Advertisement

Canned mackerel is super cheap!

Started by February 27, 2012 07:36 AM
35 comments, last by d000hg 12 years, 6 months ago
There's a lot of good, cheap foods out there if you're willing to find them and put in the time. Buy a ricemaker and a couple bags of brown rice/beans and you're set for the apocalypse. Just put enough sriracha on the rice to make you forget about the blandness. Pasta is cheap, too. You can buy a lot of pasta for very little cash. Bananas always seem to be the cheapest fruit I find. Cigarettes are cheap too, only 8 bucks a pack!

Also, if you eat slowly, you'll get full faster and enjoy your food more.
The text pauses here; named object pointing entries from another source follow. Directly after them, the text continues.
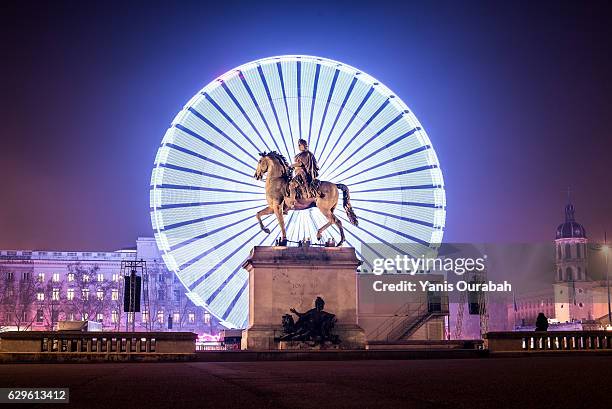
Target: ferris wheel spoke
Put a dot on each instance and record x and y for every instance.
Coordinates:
(395, 216)
(313, 103)
(394, 174)
(244, 114)
(197, 204)
(230, 120)
(365, 143)
(368, 156)
(204, 158)
(208, 175)
(359, 108)
(201, 138)
(282, 86)
(220, 132)
(231, 276)
(329, 97)
(203, 219)
(364, 126)
(261, 115)
(340, 111)
(267, 89)
(386, 162)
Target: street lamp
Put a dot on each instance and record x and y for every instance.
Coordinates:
(606, 250)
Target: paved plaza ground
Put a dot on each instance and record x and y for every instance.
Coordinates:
(577, 381)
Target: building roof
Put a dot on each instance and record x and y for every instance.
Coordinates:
(570, 228)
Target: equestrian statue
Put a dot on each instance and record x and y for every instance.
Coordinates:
(285, 192)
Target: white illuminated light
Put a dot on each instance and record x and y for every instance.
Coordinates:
(204, 197)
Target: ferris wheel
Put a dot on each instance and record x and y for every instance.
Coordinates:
(204, 197)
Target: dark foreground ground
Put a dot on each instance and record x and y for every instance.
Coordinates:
(546, 382)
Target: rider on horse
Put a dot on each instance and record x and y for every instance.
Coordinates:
(305, 183)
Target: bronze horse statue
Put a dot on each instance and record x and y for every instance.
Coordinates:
(279, 174)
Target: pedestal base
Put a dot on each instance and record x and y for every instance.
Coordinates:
(267, 338)
(281, 278)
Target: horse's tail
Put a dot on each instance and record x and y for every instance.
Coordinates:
(346, 203)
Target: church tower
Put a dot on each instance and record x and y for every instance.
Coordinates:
(571, 284)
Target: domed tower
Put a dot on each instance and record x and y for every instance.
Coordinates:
(571, 281)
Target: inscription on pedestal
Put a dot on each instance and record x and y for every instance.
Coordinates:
(281, 278)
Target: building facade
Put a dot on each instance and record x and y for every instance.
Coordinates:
(38, 289)
(579, 291)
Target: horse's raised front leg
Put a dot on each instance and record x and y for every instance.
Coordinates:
(330, 220)
(264, 212)
(278, 210)
(339, 224)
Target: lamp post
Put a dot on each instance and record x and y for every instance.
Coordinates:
(606, 251)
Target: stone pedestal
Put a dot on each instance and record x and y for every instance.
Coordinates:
(281, 278)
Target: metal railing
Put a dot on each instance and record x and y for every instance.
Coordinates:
(549, 341)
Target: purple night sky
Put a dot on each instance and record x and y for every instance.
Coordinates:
(516, 98)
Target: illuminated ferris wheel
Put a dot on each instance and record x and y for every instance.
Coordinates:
(204, 196)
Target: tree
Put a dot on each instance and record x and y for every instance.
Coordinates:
(24, 297)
[quote name='francoispress' timestamp='1330632391' post='4918336']
[quote name='SteveDeFacto' timestamp='1330616602' post='4918211']
[quote name='francoispress' timestamp='1330616216' post='4918208']
I grow my own food in various places like my yard, family members houses, and out in urban forests. Anyways, I buy rice, beans, mushrooms, onions, yams, sweet potatoes, rice noodles, squash, sardines and get about 2 - 3 months worth for about $40 - $50. However, as my diet is quite varied I eat something different every day so that's why this food lasts me so long. There are other things that I don't buy that taste good - like Walnuts. I just pick these up in the forest. Food expenses have never been a problem for me. Mackrel is good and I like to fry it with mushrooms, sage, mallow, eggs, some salt and black pepper and grape seed oil.

The dollar store has fish for $1 and other stuff like noodles and canned clams and shrimp. I also go to
Chinese stores and buy mushrooms super cheap. It stuff like this that hasn't gone up much in price. Other things like wheat, corn, etc. (which is not good for you anyways) has gone up. I take it you're trying to save a buck?
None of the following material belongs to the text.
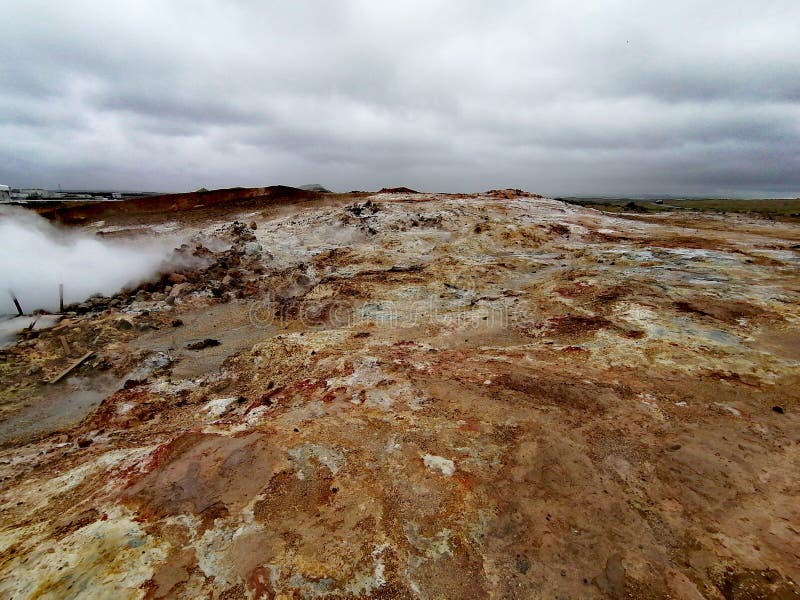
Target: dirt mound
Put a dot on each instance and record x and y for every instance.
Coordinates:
(400, 190)
(231, 197)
I'm about 200 pounds which is about 20 pounds over what I should be but every time I try to eat healthy I end up broke. So yes I am trying to save a buck and improve my health.
[/quote]

Hormone balance is key to maintaining healthy weight - not so much calories. Try eating foods rich in DHA (testorterone) like yams, sweet potatoes, onions, broccoli, cabbage (red), walnuts, or squash, aged cheese, red whine, berries. Avoid milk fat (like butter, cheese, ice cream, whole milk), eating chicken and eggs too often, chickpeas, soy (yes, very bad - even natural), too much corn, and fruits high in sugar. The problem is that most people have diets rich in estrogen so put on weight that is hard to get rid of. Adding DHA to the diet helps balance the hormones. This is how I lost weight - yet I eat a lot!
[/quote]
No wonder americans are turning into girly men. There's no meat on that list of testosterone laden food. So, can I make hamburgers and lasagna that is good for me, or is tuna and salmon (the best male food apparently) the way to go from here?
[/quote]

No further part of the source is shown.